Luego de mucho tiempo en la línea, me comunicaron con el departamento de ventas, para que les comentara cuántos quería. Esta editorial también se dedica al negocio de útiles escolares y la secretaria pensó que lo que yo necesitaba era información sobre los correctores de tinta blanca. Obviamente, no contaban con correctores.

Para esa misma investigación, hablé con varios medios de comunicación. En uno me dijeron que no tenían correctores porque asumían que los periodistas escribían bien y era suficiente con el corrector del procesador de textos. Estas anécdotas son una muestra del poco valor que se da a la corrección en muchos ámbitos.

No solo pasa en Ecuador. Cuando asisto a congresos de corrección, es constante la queja acerca del ‘silenciamiento’ de la corrección en el campo editorial, pese a que nuestro trabajo es igual de importante y necesario que el de cualquiera de los participantes en el proceso de edición de un texto. Esta ‘invisibilidad’ se debe a varios aspectos, como la falta de una oferta formal de capacitación en el campo de la corrección (al menos en Ecuador), la suposición de que quienes escriben lo hacen bien, la falta de presupuesto, la arrogancia de ciertos editores y escritores, y el poco valor que las personas que corrigen dan a su trabajo.

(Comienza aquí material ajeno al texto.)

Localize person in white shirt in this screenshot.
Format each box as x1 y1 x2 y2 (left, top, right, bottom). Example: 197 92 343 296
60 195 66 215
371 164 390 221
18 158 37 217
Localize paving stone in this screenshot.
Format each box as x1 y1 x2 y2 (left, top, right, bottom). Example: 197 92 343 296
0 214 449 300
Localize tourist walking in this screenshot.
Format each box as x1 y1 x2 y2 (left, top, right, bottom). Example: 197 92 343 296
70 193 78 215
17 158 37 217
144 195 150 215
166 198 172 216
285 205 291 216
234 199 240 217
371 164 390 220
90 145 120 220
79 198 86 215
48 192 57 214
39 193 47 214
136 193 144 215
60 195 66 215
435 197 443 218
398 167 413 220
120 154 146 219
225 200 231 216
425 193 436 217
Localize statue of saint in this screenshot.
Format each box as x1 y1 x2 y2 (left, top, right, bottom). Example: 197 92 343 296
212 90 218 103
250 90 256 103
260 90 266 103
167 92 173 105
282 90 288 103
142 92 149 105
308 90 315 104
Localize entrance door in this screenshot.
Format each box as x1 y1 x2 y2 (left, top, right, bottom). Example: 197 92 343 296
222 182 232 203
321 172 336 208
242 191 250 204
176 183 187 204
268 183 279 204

En relación con la corrección de textos en Ecuador, propongo un ejercicio simple: visiten una librería, miren los libros ecuatorianos y constaten si en los créditos consta el nombre del corrector, o al menos la información que indique que el libro fue corregido. Seguramente notarán que en pocas ocasiones se señala el nombre del corrector, mientras que sí se menciona el del editor y del diseñador. Esto no quiere decir, necesariamente, que el texto no haya sido corregido; en algunas ocasiones, como la de la primera anécdota, se trata de lamentables omisiones. Sin embargo, esta omisión, tanto en el crédito como en el trabajo en sí, puede jugar en contra de la misma editorial, pues el hecho de que exista un corrector funciona como una garantía de que el texto ha sido revisado, de que se ha ‘limpiado’ para que el lector tenga una experiencia de lectura agradable.

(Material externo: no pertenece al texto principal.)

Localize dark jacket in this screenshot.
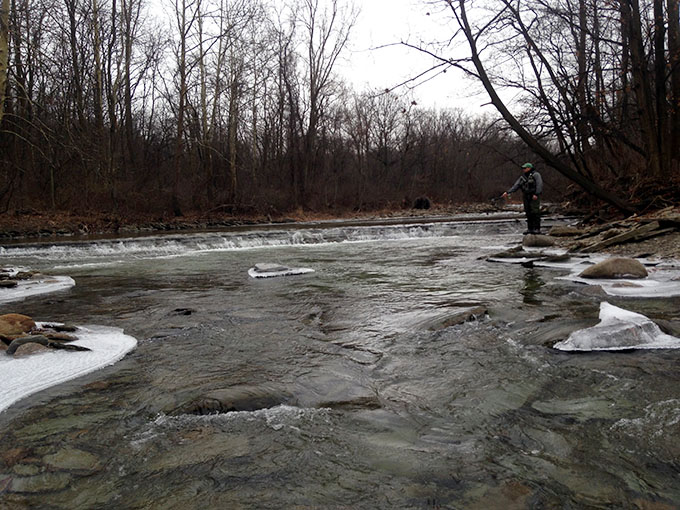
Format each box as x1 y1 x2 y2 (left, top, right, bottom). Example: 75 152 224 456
508 169 543 196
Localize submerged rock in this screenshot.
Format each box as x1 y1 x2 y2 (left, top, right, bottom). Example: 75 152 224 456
43 448 101 474
428 306 488 331
173 385 297 416
579 257 648 279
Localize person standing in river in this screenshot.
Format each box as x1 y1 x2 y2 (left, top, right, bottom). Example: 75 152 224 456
502 162 543 235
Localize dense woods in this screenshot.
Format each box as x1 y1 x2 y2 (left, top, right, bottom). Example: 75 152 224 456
0 0 678 218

La corrección de textos no solo consiste en revisar las erratas tipográficas y ortográficas. La persona que se dedica a la corrección se acerca al texto como un cirujano se acercaría al órgano que va a operar: con mucho cuidado, con respeto, con los materiales listos, con el conocimiento necesario. Corregir es ‘operar’ un texto, revisar que esté sano, que funcione correctamente, es eliminar lo que dificulta la lectura, organizar las oraciones, dar unidad gramatical y coherencia al texto. Por esto todas las editoriales, y las instituciones que producen textos, deben incluir la corrección en el proceso previo a la publicación.

Nunca está de más recordar la importancia de la corrección de textos en todos los espacios que producen material escrito. Y hay que recordar esta importancia sobre todo ahora que los correctores estamos de fiesta, pues el 27 de octubre fue nuestro día internacional y en noviembre celebraremos en Lima el IV Congreso Internacional de Corrección de Textos. Los ‘cirujanos del lenguaje’ seguimos operando y de pie.